グリザイアの楽園(ゲーム・アニメ)のネタバレ解説・考察まとめ

『グリザイアの楽園』とは2013年5月に発売されたアダルトゲームである。『グリザイアの果実』『グリザイアの迷宮』の続編であり、シリーズ完結作にあたる。メインルート「ブランエールの種」では前作「カプリスの繭」の最後から直接繋がっており、主人公・雄二がオスロに立ち向かい、ヒロイン達と平穏な生活を手に入れるまでを描く。同時収録の「Prologue De La GRISAIA」は『果実』の前日譚でありヒロイン達が学園に集まる過程を描いている。「萌えゲーアワード2013」では準大賞受賞。

ミチル

雄二にキスをしている少女

みちるの中にいるもう1つの人格の少女。みちると区別するためミチルと呼ばれている。
みちるが迷っているときなどに背中を押すために現れる。

雄二がオスロの元へ行くと言った際には雄二にキスをして笑うと裏に引っ込み表をみちるに任せ、ほかのヒロインの暴行から逃げた。

入巣蒔菜(いりすまきな)

CV:民安ともえ(PC版) / たみやすともえ(他媒体)
原画担当はフミオ。
誕生日は1月13日。AB型。身長144センチ。スリーサイズはB71W57H78。

メインシナリオ「ブランエールの種」では狙撃を担当しており、走る護送車を打ち抜くという技術を見せている。コードネームは「フクダヌキ」。
領事館襲撃事件時には動揺して暴走しがちでみちると喧嘩してしまいがちであったが、天音に冷静になるようにほだされ自身から謝る姿勢を見せるという成長ぶりを見せた。幸も蒔菜同様に暴走しやすかったことから、お互いの行動を抑制するために同時行動をしていることが多い。

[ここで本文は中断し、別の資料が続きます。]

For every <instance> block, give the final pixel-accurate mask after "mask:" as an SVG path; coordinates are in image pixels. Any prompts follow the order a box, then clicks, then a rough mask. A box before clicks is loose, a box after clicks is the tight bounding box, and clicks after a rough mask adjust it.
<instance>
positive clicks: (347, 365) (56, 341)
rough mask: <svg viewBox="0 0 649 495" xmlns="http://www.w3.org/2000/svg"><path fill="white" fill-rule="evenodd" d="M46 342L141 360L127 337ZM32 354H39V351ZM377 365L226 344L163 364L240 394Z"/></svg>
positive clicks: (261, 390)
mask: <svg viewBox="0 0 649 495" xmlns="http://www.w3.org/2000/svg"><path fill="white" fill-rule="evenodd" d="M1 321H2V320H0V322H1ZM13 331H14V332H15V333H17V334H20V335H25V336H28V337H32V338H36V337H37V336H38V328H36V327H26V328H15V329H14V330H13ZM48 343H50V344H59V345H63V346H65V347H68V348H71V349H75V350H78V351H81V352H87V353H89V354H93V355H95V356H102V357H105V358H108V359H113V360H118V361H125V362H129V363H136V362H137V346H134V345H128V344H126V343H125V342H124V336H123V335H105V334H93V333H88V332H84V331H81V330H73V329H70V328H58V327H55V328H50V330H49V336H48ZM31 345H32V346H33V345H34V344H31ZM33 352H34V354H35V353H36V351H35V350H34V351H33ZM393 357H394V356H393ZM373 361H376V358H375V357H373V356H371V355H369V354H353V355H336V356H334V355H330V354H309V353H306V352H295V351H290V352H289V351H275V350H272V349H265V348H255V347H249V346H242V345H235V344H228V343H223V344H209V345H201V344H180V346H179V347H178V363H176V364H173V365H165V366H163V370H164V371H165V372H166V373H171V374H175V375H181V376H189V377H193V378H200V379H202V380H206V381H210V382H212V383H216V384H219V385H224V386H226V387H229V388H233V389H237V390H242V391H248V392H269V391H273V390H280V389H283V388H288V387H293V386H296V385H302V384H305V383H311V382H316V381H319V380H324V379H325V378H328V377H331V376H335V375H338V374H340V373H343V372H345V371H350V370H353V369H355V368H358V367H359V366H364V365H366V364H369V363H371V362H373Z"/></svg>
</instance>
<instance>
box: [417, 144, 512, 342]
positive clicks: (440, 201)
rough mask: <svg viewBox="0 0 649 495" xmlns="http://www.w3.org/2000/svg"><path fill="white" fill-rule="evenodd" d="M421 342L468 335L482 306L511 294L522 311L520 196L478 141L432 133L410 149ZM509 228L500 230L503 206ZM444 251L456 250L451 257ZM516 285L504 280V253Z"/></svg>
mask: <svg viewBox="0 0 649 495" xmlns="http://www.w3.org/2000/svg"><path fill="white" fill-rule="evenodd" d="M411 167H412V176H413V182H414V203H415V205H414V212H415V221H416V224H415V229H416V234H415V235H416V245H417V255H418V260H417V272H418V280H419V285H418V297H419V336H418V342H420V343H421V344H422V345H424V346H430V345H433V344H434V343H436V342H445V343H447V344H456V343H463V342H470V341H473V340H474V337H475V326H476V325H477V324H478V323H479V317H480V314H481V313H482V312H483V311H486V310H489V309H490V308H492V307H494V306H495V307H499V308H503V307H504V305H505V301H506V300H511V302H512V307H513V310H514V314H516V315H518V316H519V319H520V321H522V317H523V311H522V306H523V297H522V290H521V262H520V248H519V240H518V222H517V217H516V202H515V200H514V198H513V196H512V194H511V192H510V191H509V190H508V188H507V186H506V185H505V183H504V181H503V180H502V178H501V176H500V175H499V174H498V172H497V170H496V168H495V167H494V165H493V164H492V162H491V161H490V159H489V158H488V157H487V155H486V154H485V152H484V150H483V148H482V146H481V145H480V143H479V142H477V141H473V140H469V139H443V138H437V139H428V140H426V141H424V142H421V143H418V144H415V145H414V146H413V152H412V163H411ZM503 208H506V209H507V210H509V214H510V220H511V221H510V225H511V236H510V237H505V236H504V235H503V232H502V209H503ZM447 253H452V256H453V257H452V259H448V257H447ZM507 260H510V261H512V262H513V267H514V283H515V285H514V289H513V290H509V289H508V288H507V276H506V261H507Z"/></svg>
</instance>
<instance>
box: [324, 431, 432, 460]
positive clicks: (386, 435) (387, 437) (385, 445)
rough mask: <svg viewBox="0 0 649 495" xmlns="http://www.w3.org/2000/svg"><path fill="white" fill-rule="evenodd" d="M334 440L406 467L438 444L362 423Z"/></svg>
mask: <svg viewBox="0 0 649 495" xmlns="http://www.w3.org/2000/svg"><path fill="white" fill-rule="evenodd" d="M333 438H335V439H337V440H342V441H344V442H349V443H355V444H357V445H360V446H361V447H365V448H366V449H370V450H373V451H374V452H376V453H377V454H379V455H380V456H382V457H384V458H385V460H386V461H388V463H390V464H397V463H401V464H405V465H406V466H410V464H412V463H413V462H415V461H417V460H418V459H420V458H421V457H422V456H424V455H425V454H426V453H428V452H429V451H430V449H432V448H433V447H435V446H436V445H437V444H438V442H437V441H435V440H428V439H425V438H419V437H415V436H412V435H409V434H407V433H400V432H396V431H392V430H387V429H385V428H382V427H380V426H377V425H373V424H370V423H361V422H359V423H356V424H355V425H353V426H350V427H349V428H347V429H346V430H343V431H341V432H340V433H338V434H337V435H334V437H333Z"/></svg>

由美子が学園を出ていく際には校門にて幸共に加わる。雄二の教えを色濃く受け継いでおり、たびたび雄二に言われた言葉を言う。射撃に特化しているため奪還作戦までの間は「タナトス」の指示により射撃の特訓をしていた。また、スーパーで買ったおもちゃがマニアには高く売れるとして作戦準備の資金集めのために売られたことで貢献することとなった。

「タナトス」により対物ライフルであるバレットM82A1を支給されている。支給された際には子供しか喜ばないような銃にガッカリだと不満を露わにした。更に銃の塗装がピンクにされていることも不満点の1つであったが、これはタナトスフォンの支給の際に黒であったことから色はピンクが良かったと零したため「タナトス」が銃の色をピンクに指定して発注したためである。
なお、バレットM82A1ではなくL115A1もしくはAMP DSR-1が良かったと発言しており、弾はデカければいいと言う発想は雑であり嫌いとのこと。

奪還作戦時は狙撃のためのポジション取りのために母清夏になりすまし高級ホテルの部屋を取った。雄二を乗せたオスロの部隊の護送車を狙撃する際指標標的に雄二とのt思い出が詰まったマグロマンのぬいぐるみを選んだ。これは狙撃に失敗しないための願掛けのようなものであった。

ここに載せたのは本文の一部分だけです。